Below we create a function that we will use to print out a histogram of our data as well as return the results of a Kolmogorov-Smirnov test. The Kolmogorov-Smirnov test is a powerful non-parametric statistical test for testing whether two distributions are the same. In this function we use the test to determine whether or not our distributions are normal using R's
built in ks.test
function.
check_normal <- function(df, title=NULL) {
p <- ggplot(df, aes(x=Result)) +
geom_histogram(aes(y=..density..),
binwidth=2,
colour="black", fill="white") +
geom_density(alpha=0.2, fill="#26b430") +
labs(x="Distance (m)") +
ggtitle(title)
print(p)
results <- df$Result
ks.test(results, pnorm, mean(results), sd(results))
}
Our first check, with our new function, is to determine whether or not the female discus throw results are normally distributed.
check_normal(discus_f, title="Female Results")
##
## One-sample Kolmogorov-Smirnov test
##
## data: results
## D = 0.19456, p-value = 0.6855
## alternative hypothesis: two-sided
Using the Kolmogorov-Smirnov test with null hypothesis that the female throws follow a normal distribution, we get a p-value of 0.6855 from which we conclude that we lack enough evidence to say our distribution is not normal. Our histogram also seems to back up the assertion that we cannot rule out the posibility of a normal distribution, though it doesn’t appear very normal. Likely we need more data to get more meaningful results. Below we look the male throwers’ results.
check_normal(discus_m, title="Male Results")
##
## One-sample Kolmogorov-Smirnov test
##
## data: results
## D = 0.17971, p-value = 0.7712
## alternative hypothesis: two-sided
This Kolmogorov-Smirnov test also has a large p-value. So we cannot use it to say the distribution is not normal. On the other hand we can clearly see two peaks in our data in the histogram indicating that these results are not very likely normal. So what about the male versus the female results? Below we use the Kolmogorov-Smirnov test on these two distributions.
# check if male and female distances are statistically different
ks.test(discus_f$Result, discus_m$Result)
##
## Two-sample Kolmogorov-Smirnov test
##
## data: discus_f$Result and discus_m$Result
## D = 0.33333, p-value = 0.5361
## alternative hypothesis: two-sided
As with our two previous tests we lack the evidence to conclude that these two distributions are different. Below we look at the distributions of these two datasets against each other.

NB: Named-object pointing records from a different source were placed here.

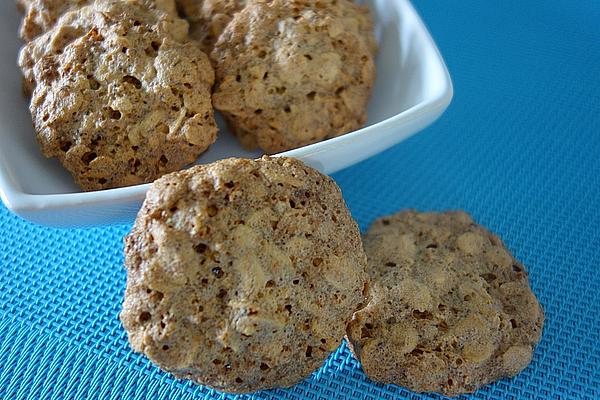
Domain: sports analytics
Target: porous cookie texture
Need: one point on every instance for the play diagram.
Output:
(450, 308)
(294, 72)
(41, 15)
(242, 275)
(120, 96)
(208, 18)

discus_means <- data.frame(Gender=c("F", "M"),
Result=c(m_f, m_m))
ggplot(discus, aes(x=Result, fill=Gender)) +
geom_density(alpha=0.3) +
geom_vline(data=discus_means,
aes(xintercept=Result, color=Gender),
linetype="dashed", size=1) +
labs(x="Distance (m)")
We can see that there are some similarities, but the two distinct peaks for the male distribution clearly represent a difference at least for these two samples.

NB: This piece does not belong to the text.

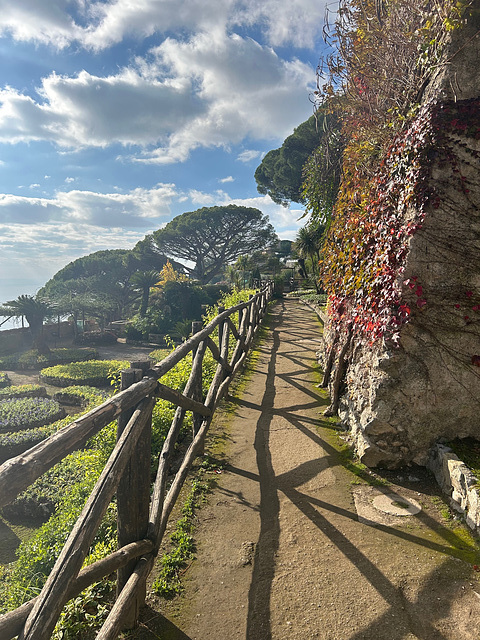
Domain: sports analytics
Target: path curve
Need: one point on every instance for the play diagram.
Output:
(282, 551)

In conclusion it appears that we cannot definitively say that the distributions are not normal nor that they follow different distributions from the Kolmogorov-Smirnov test. From a graphical perspective, however, it seems likely that these distributions are neither normal nor the same. Note that getting more data such as the semi-finals or from previous Olympics could help us overcome these limitations to some degree. Of course using previous Olympics could be problamatic due to possible changes in regulations and the passage of time.
Conclusion
With hundreds of medals being given out during the 2021 Olympics for a variety of events, their is a great opportunity for exciting data analysis to be done using the Olympics data. We could compare results over time and try to determine which sports have become more competitive and which have become less competitive. Someone could also try to determine if the Olympics are more popular to viewers in current years or less popular by collecting and analyzing data on television and internet views.